Promising Pipeline Immunomodulatory Molecules/Interventions
While both the pharmacokinetics and pharmacodynamics of a drug, but also the nature of drug–immune interactions in animals and humans may differ considerably, animal models may still provide new clues to potential approaches. Here, we selected the most promising molecules or interventions for their potential in an immunosuppressive environment of the coinfected individual and refer to recent review papers for a more extensive list (39, 44, 45, 92, 103). The formats discussed below are limited to active immunotherapy attempts including non-antigen-specific strategies such as cytokines that stimulate immunity or suppress the viral replication; antibodies that block negative regulatory pathways; and indirect immunomodulation (Figure 2).
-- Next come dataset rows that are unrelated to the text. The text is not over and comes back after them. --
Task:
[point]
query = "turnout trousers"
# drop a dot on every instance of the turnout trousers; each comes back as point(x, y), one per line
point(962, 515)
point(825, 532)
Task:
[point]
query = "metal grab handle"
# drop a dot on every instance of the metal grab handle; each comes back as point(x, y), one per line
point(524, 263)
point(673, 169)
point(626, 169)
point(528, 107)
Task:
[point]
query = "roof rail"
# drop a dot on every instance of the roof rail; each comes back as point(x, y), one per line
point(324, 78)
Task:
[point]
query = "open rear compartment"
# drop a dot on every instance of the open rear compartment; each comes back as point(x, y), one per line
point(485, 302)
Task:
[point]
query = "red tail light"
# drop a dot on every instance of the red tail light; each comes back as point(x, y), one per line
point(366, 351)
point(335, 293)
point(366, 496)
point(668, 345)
Antigen-specific strategies such as therapeutic vaccination and adoptive strategies such as cell therapy are also briefly discussed. Whether the molecules listed below could serve as putative targets for human immunotherapy remains to be demonstrated.
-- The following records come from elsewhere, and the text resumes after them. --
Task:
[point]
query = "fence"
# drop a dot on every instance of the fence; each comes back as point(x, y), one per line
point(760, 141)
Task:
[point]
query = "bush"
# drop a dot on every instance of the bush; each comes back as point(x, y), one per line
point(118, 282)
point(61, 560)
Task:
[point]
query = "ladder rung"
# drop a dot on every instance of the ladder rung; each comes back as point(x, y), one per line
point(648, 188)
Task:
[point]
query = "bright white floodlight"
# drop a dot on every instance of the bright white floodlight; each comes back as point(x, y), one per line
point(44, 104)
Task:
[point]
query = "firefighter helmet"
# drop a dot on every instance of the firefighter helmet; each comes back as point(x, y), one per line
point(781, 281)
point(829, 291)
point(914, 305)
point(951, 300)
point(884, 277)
Figure 2. Overview of described clinical and preclinical immunomodulatory interventions in human visceral leishmaniasis (VL) and their application in (VL)-human immunodeficiency virus (HIV) (co)infection. IL, interleukin; IFN, interferon; PD-(L)1, programmed cell death-(ligand)1; GM-CSF, granulocyte–macrophage colony-stimulating factor; CTLA, cytotoxic T lymphocyte-associated molecule; CD, cluster of differentiation; BCG, Bacillus Calmette–Guérin; Alu-ALM, aluminum hydroxide precipitated autoclaved L. major; DC, dendritic cell; GP, Glycoprotein; Ara-LAM, arabinosylated lipoarabinomannan; Pam3Cys, synthetic bacterial lipopeptide; CpG Odn, CpG oligodeoxynucleotides; ASA, acetyl salicylic acid; MPL, monophosphoryl lipid.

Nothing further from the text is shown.